It’s a fairly common scenario—an infant or young child develops an ear infection or strep throat. Their pediatrician prescribes a penicillin antibiotic. The child later develops a symptom—a rash, an upset stomach or a headache—and a doctor declares them “allergic to penicillin.” From then on, that child will only be prescribed less effective (and more expensive) antibiotic alternatives. But many of these so-diagnosed children aren’t actually allergic.
Dr. Kate Cronan, a pediatrician and emergency medicine physician at Nemours Children’s Health in Delaware, says the frequency with which she encounters patients with a penicillin allergy label is staggering.
“Over the years, I got wiser and I’d say, ‘Oh, what happened when they got the diagnosis?” Cronan says. “And an amazing amount of times [they’d] say, ‘Well, the mother’s father is allergic, or a sibling is allergic.’”
But according to the American Academy of Allergy, Asthma and Immunology (AAAAI), there is no predictable pattern of inheritance of penicillin allergy, which means there is no reason for biological family members of an allergic person to also avoid penicillin. And that’s not all.
“Even if they had a reaction themself, they should still not think with 100 percent certainty that it’s due to penicillin,” Cronan says. “If they had strep [throat] and broke out in a rash the next day, it’s possible [the rash was] from the illness, not the penicillin.”
The American Academy of Pediatrics (AAP) agrees, reporting in 2018 that the over-labeling of an antibiotic allergy in kids “represents a huge burden in society,” both in terms of cost and health risks:
We now understand that most of the cutaneous symptoms that are interpreted as drug allergy are likely viral induced or due to a drug–virus interaction, and they usually do not represent a long-lasting, drug-specific, adaptive immune response to the antibiotic that a child received.

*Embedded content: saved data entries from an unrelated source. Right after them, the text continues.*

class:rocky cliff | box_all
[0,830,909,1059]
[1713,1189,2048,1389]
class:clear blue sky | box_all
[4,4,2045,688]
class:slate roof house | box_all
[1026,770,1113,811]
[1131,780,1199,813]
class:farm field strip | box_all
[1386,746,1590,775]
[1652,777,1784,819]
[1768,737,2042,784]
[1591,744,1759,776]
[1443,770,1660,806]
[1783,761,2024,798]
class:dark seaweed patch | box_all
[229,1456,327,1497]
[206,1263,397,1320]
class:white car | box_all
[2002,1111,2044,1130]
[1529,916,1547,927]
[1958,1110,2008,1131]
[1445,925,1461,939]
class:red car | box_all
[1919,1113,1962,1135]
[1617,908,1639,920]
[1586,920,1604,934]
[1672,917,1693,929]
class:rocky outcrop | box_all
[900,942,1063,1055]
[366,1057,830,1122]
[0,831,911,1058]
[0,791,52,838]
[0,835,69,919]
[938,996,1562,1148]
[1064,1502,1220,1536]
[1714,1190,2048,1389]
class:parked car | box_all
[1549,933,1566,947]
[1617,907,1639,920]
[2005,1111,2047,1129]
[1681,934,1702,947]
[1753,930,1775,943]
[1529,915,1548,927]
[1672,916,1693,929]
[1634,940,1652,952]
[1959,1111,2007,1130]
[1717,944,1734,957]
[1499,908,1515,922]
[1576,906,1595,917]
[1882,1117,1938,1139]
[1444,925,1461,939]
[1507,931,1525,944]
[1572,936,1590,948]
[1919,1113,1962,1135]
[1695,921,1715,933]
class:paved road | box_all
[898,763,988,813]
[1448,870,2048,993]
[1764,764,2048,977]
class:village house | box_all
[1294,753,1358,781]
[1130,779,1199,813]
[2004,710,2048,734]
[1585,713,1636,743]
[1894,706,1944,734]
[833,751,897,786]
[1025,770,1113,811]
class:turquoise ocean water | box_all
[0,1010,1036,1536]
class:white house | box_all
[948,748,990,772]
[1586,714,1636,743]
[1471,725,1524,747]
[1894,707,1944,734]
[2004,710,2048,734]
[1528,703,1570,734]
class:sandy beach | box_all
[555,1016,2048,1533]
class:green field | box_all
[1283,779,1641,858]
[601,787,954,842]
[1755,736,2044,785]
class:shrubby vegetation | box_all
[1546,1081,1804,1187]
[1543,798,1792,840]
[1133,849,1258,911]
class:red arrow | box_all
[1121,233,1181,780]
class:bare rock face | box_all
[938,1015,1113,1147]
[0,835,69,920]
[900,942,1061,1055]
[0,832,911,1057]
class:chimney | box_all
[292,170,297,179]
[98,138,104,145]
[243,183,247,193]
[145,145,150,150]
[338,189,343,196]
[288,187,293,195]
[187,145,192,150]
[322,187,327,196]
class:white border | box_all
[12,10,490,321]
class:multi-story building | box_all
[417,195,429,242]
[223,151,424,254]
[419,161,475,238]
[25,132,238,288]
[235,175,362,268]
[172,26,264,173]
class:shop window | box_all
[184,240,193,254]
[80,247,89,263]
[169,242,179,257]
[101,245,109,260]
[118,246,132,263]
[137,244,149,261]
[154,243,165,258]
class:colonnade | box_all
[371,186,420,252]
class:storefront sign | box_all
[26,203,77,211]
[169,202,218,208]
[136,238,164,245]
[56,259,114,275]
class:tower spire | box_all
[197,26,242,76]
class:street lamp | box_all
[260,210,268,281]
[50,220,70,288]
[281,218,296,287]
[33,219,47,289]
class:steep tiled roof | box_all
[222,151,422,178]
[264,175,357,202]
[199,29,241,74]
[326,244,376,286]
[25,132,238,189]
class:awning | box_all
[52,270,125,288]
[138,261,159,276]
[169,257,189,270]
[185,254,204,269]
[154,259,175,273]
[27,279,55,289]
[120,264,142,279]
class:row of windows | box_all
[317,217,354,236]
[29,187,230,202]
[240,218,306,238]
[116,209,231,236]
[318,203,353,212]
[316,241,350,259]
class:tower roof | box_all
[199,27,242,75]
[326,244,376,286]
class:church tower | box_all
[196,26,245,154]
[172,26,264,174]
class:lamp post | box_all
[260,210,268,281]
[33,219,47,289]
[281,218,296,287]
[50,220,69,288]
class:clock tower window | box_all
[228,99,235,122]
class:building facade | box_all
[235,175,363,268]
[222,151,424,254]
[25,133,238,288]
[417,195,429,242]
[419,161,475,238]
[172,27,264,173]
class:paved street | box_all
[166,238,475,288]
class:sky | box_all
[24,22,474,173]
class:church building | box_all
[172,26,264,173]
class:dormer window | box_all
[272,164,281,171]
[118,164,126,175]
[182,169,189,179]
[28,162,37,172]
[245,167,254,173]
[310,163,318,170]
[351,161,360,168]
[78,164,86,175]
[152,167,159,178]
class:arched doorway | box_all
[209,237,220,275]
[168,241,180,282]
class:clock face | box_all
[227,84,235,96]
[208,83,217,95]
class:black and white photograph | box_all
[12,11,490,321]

Because most antibiotic allergy labels acquired in childhood are carried into adulthood, the over-labeling of antibiotic allergy is a liability that leads to unnecessary long-term health care risks, costs, and antibiotic resistance.
In 2017, the AAP published a study in which 100 children considered “low risk” for penicillin allergy based on the symptoms that led to the initial label (as reported by their parents) were tested for the allergy. Every single child tested negative.
It’s important to note that true penicillin allergies, although rare, do exist. But those reactions are generally more severe and happen soon after the dose is administered—within minutes to a few hours. And parents should definitely still consult their child’s pediatrician about any concerning symptoms they experience while taking a medication. But further investigation may prove they’re not actually at risk.
So what should parents of a child with an existing penicillin allergy diagnosis do? Ask their child’s pediatrician for in-office testing or for a referral to a pediatric allergist for testing.
“Most pediatric allergy doctors are becoming very much in favor of testing,” Cronan says. “Because there’s going to be a time, possibly, when you need a penicillin or a penicillin equivalent and you won’t be able to get it.”
Science journalist Teresa Carr describes the testing process for the New York Times:
It can involve a lot of waiting to see if anything happens, so bring a quiet activity to pass the time. Most kids undergo an “oral challenge” where they are given a small amount of the drug, then if there’s no reaction, the rest of the dose. If nothing happens after an hour or so, you’re good to go.
If your child has a history of severe symptoms such as swelling, or shortness of breath or a rapid onset of hives, you will need to consult with an allergy specialist for a skin test.
All of this applies to adults with an allergy diagnosis, too. If you’ve carried the “allergic” label all your life but suspect it may not be a true concern, consult with your doctor about getting yourself tested.